Каролина ласково откинула прилипшую к мокрой щеке сестры прядь волос.
— А может, Джулиан считал, что он недостоин того, чтобы его спасали? Тебе не приходило это в голову?
Чувствуя, что сейчас расплачется, Порция зябко завернулась в покрывало.
…. — Возможно, так оно и есть, — пробурчала она.
Каролина, вздохнув, выскользнула из комнаты. Порция даже не обернулась. Сидя у окна, она смотрела, как тает в лучах солнца утренний туман, унося с собой ее девичьи мечты.
Глава 9
Время уже давно перевалило за полдень, а Порция так и сидела у себя в комнате. Она бы просидела там и дольше, но ей совсем не хотелось, чтобы ее близкие решили, что она оплакивает свое разбитое сердце. Поскольку солнце стояло высоко, ни малейшего риска столкнуться с Джулианом не было. После пяти лет, проведенных в ожидании его возвращения домой, как-то даже не верилось, что они провели ночь под одной крышей.
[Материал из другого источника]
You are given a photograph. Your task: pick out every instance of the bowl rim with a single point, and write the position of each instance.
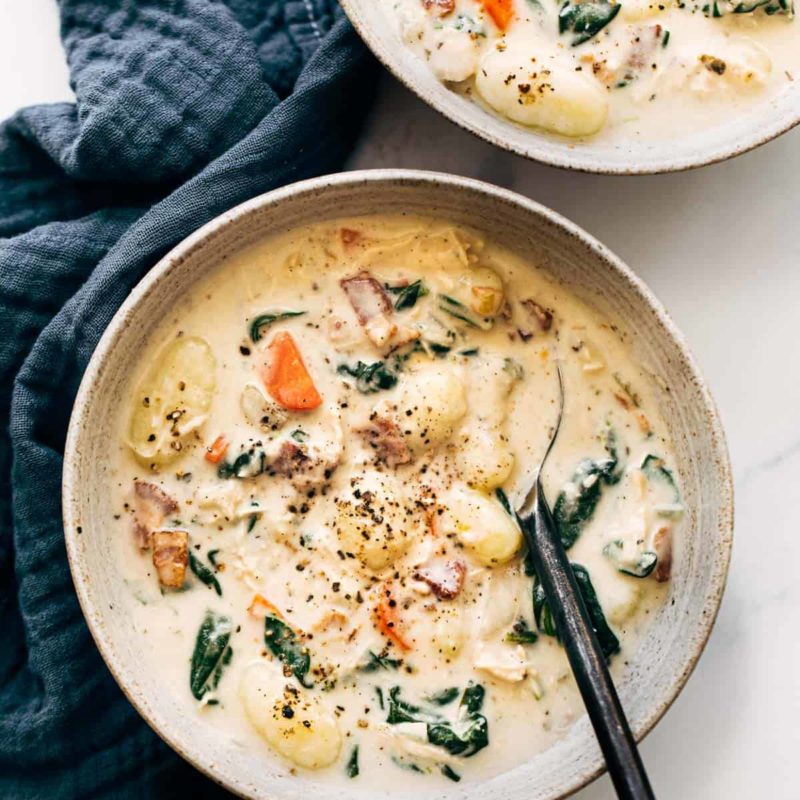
(761, 133)
(78, 430)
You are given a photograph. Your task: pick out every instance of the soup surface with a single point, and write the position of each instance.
(615, 71)
(312, 489)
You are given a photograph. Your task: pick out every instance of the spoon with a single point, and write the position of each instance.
(578, 637)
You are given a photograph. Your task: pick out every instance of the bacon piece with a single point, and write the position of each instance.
(662, 544)
(170, 557)
(441, 8)
(386, 439)
(444, 577)
(152, 505)
(542, 315)
(372, 306)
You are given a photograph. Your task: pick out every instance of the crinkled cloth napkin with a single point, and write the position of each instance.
(184, 109)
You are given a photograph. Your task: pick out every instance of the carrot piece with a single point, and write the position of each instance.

Девушка, едва касаясь рукой перил, грациозно спустилась по широкой лестнице. Конечно, было чистым совпадением, что в тот день она выбрала одно из своих самых любимых платьев, которое шло ей больше всего — из тонкого голубого шелка, такого же глубокого оттенка, что и ее глаза. Низкий вырез корсажа подчеркивал тонкую талию и пышную молодую грудь, украшенную изящной кружевной шемизеткой. Вместо обычной бархотки Порция надела полупрозрачный японский газовый шарф, повязав его так, что его концы трепетали наподобие белых ангельских крыльев.